Title page for ETD etd-09112003-163255

Type of Document Master's Thesis
Author Heim, William
URN etd-09112003-163255
Title Investigation of a Possible Multi-enzyme Complex Involved in Nicotine Biosynthesis in Roots of Tobacco (Nicotiana tabacum)
Degree Master of Science
Department Plant Pathology, Physiology, and Weed Science
Advisory Committee
Advisor Name Title
Jelesko, John G. Committee Chair
Cramer, Carole L. Committee Member
Medina-Bolivar, Fabricio Committee Member
  • diamine oxidase
  • Nicotiana tabacum
  • multi-enzyme complex
  • S-adenosylhomocysteine hydrolase
  • metabolon
  • N-methylputrescine oxidase
  • nicotine biosynthesis
Date of Defense 2003-08-29
Availability unrestricted
N-methylputrescine oxidase (MPO) is a member of the diamine oxidase (DAO) class of enzymes believed to be responsible for synthesis of the alkaloid nicotine in the roots of Nicotiana tabacum (Mizusaki et al., 1972).
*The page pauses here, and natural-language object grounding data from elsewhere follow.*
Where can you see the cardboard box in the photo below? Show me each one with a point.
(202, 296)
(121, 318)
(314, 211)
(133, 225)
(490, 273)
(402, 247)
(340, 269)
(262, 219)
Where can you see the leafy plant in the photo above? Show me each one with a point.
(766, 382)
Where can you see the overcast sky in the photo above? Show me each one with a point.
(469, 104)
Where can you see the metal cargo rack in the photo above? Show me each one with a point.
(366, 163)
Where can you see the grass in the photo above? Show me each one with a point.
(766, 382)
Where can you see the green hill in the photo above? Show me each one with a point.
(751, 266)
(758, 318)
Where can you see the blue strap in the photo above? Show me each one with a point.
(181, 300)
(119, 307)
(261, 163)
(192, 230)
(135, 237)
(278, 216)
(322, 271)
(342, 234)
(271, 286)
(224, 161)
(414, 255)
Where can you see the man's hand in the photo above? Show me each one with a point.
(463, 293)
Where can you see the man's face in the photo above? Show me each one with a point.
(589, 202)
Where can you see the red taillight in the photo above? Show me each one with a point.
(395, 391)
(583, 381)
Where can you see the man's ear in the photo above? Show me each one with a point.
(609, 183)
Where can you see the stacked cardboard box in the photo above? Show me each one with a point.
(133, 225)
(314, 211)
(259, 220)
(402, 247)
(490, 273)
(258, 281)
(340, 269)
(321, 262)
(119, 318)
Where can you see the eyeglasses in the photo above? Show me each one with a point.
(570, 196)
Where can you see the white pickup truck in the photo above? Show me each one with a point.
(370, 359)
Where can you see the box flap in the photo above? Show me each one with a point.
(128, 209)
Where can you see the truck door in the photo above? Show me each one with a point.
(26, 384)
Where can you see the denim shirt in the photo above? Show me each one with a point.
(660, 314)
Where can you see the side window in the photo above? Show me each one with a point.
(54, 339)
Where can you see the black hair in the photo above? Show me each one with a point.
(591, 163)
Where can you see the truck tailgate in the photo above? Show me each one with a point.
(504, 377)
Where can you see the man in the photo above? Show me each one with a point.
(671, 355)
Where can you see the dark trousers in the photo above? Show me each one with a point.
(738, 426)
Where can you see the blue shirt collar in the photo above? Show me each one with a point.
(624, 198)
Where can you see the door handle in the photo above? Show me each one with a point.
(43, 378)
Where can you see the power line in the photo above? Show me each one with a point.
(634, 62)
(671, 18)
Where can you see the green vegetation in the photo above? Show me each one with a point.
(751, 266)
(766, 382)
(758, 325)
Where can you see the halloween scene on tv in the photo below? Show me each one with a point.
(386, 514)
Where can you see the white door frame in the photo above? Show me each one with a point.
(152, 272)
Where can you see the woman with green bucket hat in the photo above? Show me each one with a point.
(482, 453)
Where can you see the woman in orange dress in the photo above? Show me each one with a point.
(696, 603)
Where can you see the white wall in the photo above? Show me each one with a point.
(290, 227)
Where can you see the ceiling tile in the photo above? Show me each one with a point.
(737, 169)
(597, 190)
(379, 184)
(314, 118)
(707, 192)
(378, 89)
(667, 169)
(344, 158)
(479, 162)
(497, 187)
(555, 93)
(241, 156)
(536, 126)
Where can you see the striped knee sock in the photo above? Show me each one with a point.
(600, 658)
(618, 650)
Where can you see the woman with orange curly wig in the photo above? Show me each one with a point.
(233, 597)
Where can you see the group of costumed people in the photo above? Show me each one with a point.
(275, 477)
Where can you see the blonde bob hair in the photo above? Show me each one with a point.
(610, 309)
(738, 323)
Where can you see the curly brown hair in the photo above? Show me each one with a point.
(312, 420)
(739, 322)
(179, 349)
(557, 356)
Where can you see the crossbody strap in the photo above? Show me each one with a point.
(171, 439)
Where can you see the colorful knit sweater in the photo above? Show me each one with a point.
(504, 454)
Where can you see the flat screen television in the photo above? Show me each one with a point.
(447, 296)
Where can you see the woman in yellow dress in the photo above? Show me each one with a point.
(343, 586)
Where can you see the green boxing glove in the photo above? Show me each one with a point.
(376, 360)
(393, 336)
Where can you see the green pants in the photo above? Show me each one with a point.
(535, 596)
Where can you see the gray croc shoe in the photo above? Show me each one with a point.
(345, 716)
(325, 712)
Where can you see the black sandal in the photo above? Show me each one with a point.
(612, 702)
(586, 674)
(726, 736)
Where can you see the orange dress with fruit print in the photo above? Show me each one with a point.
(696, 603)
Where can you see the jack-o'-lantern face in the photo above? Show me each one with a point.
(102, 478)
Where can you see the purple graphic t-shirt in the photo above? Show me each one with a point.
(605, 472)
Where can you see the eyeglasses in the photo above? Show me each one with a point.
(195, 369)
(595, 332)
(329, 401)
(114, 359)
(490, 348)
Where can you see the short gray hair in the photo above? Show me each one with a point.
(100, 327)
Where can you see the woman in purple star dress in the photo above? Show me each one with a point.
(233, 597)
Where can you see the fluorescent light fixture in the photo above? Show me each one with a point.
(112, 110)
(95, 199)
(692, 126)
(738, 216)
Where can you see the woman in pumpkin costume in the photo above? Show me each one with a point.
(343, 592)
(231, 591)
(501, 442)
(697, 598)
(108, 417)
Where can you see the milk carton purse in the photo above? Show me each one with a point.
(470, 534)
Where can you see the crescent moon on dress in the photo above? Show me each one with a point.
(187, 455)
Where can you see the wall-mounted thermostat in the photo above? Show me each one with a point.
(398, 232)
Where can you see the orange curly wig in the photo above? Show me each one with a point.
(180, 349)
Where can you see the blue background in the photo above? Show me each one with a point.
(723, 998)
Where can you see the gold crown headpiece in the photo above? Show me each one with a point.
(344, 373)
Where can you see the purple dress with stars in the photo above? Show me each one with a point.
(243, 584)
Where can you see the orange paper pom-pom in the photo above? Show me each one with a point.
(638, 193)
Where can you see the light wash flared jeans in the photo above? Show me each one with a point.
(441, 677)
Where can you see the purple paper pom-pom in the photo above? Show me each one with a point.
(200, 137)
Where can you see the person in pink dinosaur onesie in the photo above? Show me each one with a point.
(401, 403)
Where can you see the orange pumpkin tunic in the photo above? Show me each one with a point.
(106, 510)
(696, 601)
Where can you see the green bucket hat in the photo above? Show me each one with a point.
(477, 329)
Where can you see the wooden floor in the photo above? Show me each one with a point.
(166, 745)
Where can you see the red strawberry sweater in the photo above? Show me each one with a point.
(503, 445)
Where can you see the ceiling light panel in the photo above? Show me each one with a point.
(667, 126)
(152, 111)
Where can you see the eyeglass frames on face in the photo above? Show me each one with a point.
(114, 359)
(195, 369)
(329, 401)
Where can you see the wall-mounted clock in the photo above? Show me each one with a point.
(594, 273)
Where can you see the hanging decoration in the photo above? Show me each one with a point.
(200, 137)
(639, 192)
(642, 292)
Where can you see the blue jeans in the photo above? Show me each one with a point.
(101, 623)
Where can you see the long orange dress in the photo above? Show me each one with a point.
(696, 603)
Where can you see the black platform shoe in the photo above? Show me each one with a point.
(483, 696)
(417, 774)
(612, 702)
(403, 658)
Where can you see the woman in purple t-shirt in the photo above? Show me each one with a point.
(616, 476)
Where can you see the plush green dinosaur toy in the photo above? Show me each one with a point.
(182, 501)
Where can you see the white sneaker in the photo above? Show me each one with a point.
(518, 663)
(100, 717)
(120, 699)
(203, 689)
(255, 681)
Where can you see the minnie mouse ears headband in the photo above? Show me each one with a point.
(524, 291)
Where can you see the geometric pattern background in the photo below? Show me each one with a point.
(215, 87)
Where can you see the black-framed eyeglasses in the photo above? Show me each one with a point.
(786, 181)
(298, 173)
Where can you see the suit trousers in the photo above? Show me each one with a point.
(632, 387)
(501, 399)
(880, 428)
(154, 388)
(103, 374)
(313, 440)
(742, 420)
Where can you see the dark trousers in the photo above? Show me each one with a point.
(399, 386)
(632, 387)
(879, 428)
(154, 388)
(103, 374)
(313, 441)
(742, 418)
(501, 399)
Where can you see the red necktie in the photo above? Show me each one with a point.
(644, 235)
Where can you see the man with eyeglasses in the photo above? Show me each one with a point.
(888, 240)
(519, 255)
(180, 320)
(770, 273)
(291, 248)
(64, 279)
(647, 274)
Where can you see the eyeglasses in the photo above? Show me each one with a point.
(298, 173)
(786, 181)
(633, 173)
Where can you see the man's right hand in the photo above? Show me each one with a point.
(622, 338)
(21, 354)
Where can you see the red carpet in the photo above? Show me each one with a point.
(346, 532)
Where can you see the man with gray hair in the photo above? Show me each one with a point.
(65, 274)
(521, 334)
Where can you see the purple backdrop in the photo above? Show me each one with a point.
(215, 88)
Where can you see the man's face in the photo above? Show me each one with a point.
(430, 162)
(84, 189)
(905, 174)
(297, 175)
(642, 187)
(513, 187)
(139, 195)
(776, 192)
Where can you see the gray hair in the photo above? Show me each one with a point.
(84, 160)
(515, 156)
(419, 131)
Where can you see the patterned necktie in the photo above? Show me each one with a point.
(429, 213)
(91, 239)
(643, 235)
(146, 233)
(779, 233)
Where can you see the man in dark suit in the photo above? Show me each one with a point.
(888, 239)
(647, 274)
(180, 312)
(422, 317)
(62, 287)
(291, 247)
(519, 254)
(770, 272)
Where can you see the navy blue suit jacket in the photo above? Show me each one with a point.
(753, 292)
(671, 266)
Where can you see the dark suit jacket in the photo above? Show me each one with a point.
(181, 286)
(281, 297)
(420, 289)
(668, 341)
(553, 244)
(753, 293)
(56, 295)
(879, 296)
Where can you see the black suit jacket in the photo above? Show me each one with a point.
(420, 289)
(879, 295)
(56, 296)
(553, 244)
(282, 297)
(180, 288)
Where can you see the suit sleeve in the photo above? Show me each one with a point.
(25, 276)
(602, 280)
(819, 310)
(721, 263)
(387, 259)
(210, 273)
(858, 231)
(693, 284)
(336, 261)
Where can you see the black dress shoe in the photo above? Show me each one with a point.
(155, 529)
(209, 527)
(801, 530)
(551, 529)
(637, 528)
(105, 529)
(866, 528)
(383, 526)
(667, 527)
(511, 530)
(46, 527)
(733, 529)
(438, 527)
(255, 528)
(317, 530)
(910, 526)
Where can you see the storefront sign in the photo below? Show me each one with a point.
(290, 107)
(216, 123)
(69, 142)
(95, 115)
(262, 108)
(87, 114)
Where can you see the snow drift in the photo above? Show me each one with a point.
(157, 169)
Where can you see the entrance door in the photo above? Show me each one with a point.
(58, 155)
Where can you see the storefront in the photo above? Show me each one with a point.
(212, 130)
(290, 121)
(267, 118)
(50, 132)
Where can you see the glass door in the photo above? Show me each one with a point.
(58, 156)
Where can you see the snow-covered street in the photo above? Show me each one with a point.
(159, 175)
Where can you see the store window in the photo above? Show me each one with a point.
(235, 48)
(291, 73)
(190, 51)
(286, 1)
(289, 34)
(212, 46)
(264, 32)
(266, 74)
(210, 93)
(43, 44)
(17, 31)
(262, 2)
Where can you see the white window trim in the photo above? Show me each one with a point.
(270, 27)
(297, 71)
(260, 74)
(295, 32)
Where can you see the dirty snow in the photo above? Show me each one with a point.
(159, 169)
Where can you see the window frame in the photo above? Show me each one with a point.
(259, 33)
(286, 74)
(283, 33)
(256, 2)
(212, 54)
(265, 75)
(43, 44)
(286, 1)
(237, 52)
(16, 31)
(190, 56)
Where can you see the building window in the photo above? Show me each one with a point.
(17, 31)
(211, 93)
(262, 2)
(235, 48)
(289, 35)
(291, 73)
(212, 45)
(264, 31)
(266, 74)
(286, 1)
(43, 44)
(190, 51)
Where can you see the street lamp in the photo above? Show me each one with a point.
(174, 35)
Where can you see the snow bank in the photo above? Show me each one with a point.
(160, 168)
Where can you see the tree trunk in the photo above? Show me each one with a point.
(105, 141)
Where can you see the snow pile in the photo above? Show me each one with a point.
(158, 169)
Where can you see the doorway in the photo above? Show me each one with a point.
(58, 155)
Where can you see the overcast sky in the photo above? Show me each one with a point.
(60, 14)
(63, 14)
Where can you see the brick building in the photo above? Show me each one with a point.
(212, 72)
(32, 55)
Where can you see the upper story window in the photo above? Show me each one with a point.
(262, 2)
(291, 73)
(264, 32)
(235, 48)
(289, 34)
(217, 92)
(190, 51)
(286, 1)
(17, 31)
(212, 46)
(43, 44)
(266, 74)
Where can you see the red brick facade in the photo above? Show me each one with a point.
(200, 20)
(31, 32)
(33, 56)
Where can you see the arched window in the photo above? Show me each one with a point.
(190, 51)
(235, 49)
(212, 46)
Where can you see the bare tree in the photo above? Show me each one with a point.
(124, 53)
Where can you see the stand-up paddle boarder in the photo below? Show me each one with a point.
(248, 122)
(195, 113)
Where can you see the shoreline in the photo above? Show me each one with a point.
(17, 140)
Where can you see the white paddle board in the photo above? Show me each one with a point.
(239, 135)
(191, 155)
A purportedly pure MPO protein from tobacco root culture extracts was used to generate immune antiserum in rabbits (McLauchlan et al., 1993). In an attempt to clone a cDNA encoding MPO, we used this antiserum to screen a tobacco cDNA expression library. Unexpectedly, two previously unreported genes with strong homology to members of a gene family encoding S-adenosylhomocysteine hydrolase (SAHH) in N. sylvestris and a gene encoding SAHH in N. tabacum were cloned instead. SAHH is an enzyme of the S-adenosylmethionine (SAM) recycling pathway, which also includes SAM synthetase (SAMS) and methionine synthase (MS). These results led to the hypothesis of a multi-enzyme complex, or metabolon, of at least one member of the nicotine biosynthesis pathway, i.e., MPO, and at least one member of the SAM recycling pathway, i.e., SAHH, during nicotine biosynthesis. Metabolons are stable noncovalent complexes in cells that ensure sufficient passage of the product of one enzyme reaction to the next enzyme in the pathway via a "channel" without equilibrating with the bulk solution (Ovádi, 1991). My research employed co-immunoprecipitation studies to determine if other SAM recycling enzymes are associated in a complex with MPO and SAHH, as well as Northern and Western blot analyses to determine if the genes encoding SAM recycling pathway enzymes are coordinately regulated during nicotine biosynthesis. Our results indicate that nicotine biosynthesis-inducing conditions result in differential mRNA accumulation patterns of the three enzymes of the SAM recycling pathway, although to different extents. However, protein levels of SAM recycling pathway members do not appear to reflect the differential mRNA accumulation patterns. We have firmly established an association of SAHH and an enzyme with DAO activity, purportedly MPO. If the enzyme is proven to be MPO, then our data would constitute the first documentation of an alkaloid metabolon. Finally, using a degenerate primer PCR approach, we have cloned a 986-bp gene fragment with homology to copper amine oxidases, the class to which MPO belongs.